Relying solely on Linter Hooks can hardly guarantee quality. I believe most people have already configured them in Claude Code, but something always feels slightly off. This is why we need to further create Evaluation Prompt Hooks to strengthen these weaknesses.

I recommend using the G-Eval approach for design. This was the first evaluation method I encountered, and it allows LLMs and humans to have similar scoring methods, less influenced by the LLM’s inherent preferences.

If an LLM generates an implementation we don’t want, letting it self-evaluate might not identify issues. This is why designing Evaluation Prompts is difficult - being too strict or too lenient can both lead to deviation.

G-Eval can be understood as creating a rubric. Here’s a simple example:

 1# Rails Controller
 2
 3This document outlines the criteria for evaluating the quality of rails controller.
 4
 5## Criteria
 6
 7Following are the criteria used to evaluate the design and implementation of the rails controller. Review step by step and give reasoning to explain why the implementation can get the score.
 8
 9### Before Actions over in-line Code (1 points)
10
11When defining a action in a rails controller, ensure the common logic is extracted to before actions.
12
13```ruby
14class ReviewsController < ApplicationController
15  before_action :set_review, only: [:show, :edit, :update, :destroy]
16
17  def show
18    # @review is already set by the before_action
19  end
20
21  def edit
22    # @review is already set by the before_action
23  end
24
25  # ...
26
27  private
28
29  def set_review
30    @review = Review.find(params[:id])
31  end
32end
33```
34
35## Scoring
36
37Each criterion only get the point when it is fully satisfied, otherwise get 0 point.

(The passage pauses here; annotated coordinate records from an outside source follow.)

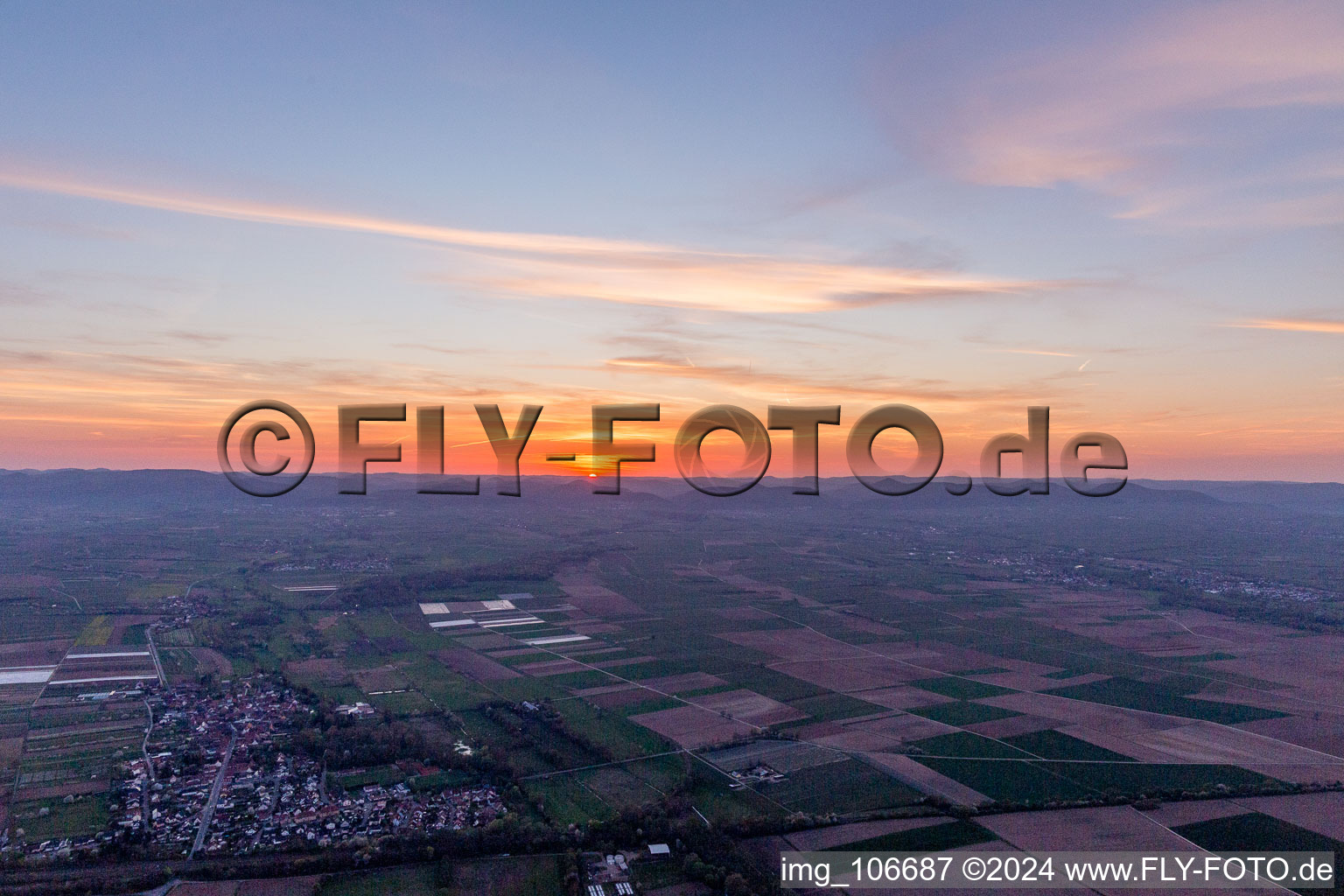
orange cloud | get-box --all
[1223,318,1344,333]
[0,172,1075,313]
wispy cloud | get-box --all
[0,171,1076,313]
[985,348,1076,357]
[891,0,1344,226]
[1223,317,1344,333]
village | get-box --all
[111,677,507,856]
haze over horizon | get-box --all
[0,2,1344,482]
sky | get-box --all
[0,0,1344,481]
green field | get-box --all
[1172,811,1344,894]
[910,700,1021,728]
[911,731,1028,759]
[1046,678,1287,725]
[913,756,1090,803]
[908,676,1015,700]
[1003,728,1134,761]
[757,759,923,816]
[832,821,998,853]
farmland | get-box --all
[0,472,1344,893]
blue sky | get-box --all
[0,3,1344,480]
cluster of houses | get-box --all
[729,765,783,790]
[111,677,507,856]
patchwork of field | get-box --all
[285,562,1344,818]
[0,497,1344,893]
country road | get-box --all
[187,731,238,858]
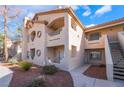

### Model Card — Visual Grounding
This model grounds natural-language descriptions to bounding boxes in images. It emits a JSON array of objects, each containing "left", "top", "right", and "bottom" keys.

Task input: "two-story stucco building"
[{"left": 22, "top": 8, "right": 124, "bottom": 80}]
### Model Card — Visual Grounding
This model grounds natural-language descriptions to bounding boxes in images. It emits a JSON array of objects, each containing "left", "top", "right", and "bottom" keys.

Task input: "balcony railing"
[
  {"left": 85, "top": 36, "right": 104, "bottom": 49},
  {"left": 47, "top": 28, "right": 64, "bottom": 46}
]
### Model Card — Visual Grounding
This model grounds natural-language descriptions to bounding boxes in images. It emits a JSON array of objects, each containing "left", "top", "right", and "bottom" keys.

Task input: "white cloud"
[
  {"left": 86, "top": 24, "right": 96, "bottom": 27},
  {"left": 60, "top": 5, "right": 79, "bottom": 10},
  {"left": 71, "top": 5, "right": 79, "bottom": 10},
  {"left": 83, "top": 6, "right": 91, "bottom": 16},
  {"left": 27, "top": 13, "right": 35, "bottom": 19},
  {"left": 95, "top": 5, "right": 112, "bottom": 16}
]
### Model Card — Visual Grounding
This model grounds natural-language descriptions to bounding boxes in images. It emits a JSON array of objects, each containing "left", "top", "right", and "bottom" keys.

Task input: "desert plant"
[
  {"left": 19, "top": 60, "right": 32, "bottom": 71},
  {"left": 8, "top": 58, "right": 18, "bottom": 64},
  {"left": 43, "top": 65, "right": 58, "bottom": 75},
  {"left": 28, "top": 78, "right": 45, "bottom": 87}
]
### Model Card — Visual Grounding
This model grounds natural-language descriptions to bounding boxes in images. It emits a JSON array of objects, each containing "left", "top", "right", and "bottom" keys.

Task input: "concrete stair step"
[
  {"left": 114, "top": 67, "right": 124, "bottom": 72},
  {"left": 114, "top": 75, "right": 124, "bottom": 80},
  {"left": 114, "top": 65, "right": 124, "bottom": 69},
  {"left": 114, "top": 71, "right": 124, "bottom": 76}
]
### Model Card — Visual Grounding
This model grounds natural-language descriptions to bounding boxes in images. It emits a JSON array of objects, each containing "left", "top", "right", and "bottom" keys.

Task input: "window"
[
  {"left": 31, "top": 31, "right": 36, "bottom": 41},
  {"left": 30, "top": 48, "right": 35, "bottom": 59},
  {"left": 71, "top": 46, "right": 77, "bottom": 57},
  {"left": 71, "top": 18, "right": 77, "bottom": 31},
  {"left": 89, "top": 32, "right": 100, "bottom": 40},
  {"left": 90, "top": 51, "right": 101, "bottom": 60},
  {"left": 72, "top": 24, "right": 77, "bottom": 31},
  {"left": 27, "top": 51, "right": 29, "bottom": 59},
  {"left": 37, "top": 31, "right": 42, "bottom": 38},
  {"left": 27, "top": 35, "right": 29, "bottom": 42}
]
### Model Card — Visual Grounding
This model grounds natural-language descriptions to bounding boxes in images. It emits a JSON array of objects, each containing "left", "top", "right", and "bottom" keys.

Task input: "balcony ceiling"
[{"left": 48, "top": 17, "right": 64, "bottom": 30}]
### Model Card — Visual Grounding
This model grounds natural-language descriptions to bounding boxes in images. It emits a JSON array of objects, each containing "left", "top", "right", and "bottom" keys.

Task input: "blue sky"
[{"left": 0, "top": 5, "right": 124, "bottom": 37}]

When a team encourages using before_action, we check for this in the rubric. Since Claude Code prioritizes example code, it ensures implementations will be “very similar” while avoiding scoring standards that are too vague due to text ambiguity.

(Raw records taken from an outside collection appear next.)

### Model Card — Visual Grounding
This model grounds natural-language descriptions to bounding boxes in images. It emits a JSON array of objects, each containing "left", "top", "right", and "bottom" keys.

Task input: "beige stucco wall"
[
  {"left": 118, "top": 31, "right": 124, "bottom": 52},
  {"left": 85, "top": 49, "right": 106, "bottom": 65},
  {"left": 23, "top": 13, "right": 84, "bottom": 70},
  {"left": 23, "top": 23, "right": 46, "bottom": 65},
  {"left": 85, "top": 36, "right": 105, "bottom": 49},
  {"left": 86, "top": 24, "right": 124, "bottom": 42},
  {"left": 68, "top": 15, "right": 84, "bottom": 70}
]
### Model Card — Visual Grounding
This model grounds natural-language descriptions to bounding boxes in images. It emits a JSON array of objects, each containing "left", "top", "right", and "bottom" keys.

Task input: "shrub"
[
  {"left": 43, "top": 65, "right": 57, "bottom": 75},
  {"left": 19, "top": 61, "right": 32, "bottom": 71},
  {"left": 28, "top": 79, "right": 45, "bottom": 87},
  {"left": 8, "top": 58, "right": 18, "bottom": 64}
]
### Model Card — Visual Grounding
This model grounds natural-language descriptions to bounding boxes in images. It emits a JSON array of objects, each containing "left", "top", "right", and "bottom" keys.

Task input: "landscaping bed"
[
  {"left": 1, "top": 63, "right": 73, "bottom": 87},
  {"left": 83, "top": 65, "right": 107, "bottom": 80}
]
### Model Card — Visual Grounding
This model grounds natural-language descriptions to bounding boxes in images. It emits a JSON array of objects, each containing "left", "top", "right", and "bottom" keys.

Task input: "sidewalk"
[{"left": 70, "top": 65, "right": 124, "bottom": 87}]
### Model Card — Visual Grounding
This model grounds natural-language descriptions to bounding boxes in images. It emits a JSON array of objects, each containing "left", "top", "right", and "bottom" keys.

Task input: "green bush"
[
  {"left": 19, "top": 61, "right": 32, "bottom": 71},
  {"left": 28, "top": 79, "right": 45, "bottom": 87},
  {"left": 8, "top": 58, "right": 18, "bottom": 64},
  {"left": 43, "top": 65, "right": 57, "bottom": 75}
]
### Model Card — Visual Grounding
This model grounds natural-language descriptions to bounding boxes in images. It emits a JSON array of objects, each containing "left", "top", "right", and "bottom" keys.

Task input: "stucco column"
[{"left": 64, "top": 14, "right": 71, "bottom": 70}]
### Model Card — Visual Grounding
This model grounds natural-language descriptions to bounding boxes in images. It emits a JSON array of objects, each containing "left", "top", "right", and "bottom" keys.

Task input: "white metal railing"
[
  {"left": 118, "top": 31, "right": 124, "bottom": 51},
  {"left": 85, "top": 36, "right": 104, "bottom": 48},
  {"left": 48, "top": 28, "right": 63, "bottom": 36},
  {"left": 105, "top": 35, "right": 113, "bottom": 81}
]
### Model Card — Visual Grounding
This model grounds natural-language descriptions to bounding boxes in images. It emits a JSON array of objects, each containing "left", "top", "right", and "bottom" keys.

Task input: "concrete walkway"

If you think carefully, rubrics document the baseline standards for team Code Reviews. In the past without documentation, personal understanding differences easily led to varying judgments during Code Review.

But now with documentation, standards become relatively clear. What’s documented is rigid “must adjust when seen,” while undocumented items are like “personal preferences” - soft requirements. For Coding Agents, this becomes the difference between “knowing” and “not knowing,” like constantly reminding new team members.

In summary, our actual development process looks like this:

  • Understand requirements
  • Implement features
  • Check implementation
  • Commit code

Most senior engineers naturally “check their own code” to ensure stable quality before committing. Isn’t it rather strange that we haven’t considered this when using Coding Agents?

While we can’t know the original intent behind Claude Code’s Hook feature, at least the Linter Hook application scenario is useful for solving submission quality problems. This might be part of what makes Claude Code difficult for other Coding Agents to replace.

Due to space limitations, there are many more considerations and techniques behind this. But this article provides a direction to try. I hope to see applications that improve output quality from different angles in the future.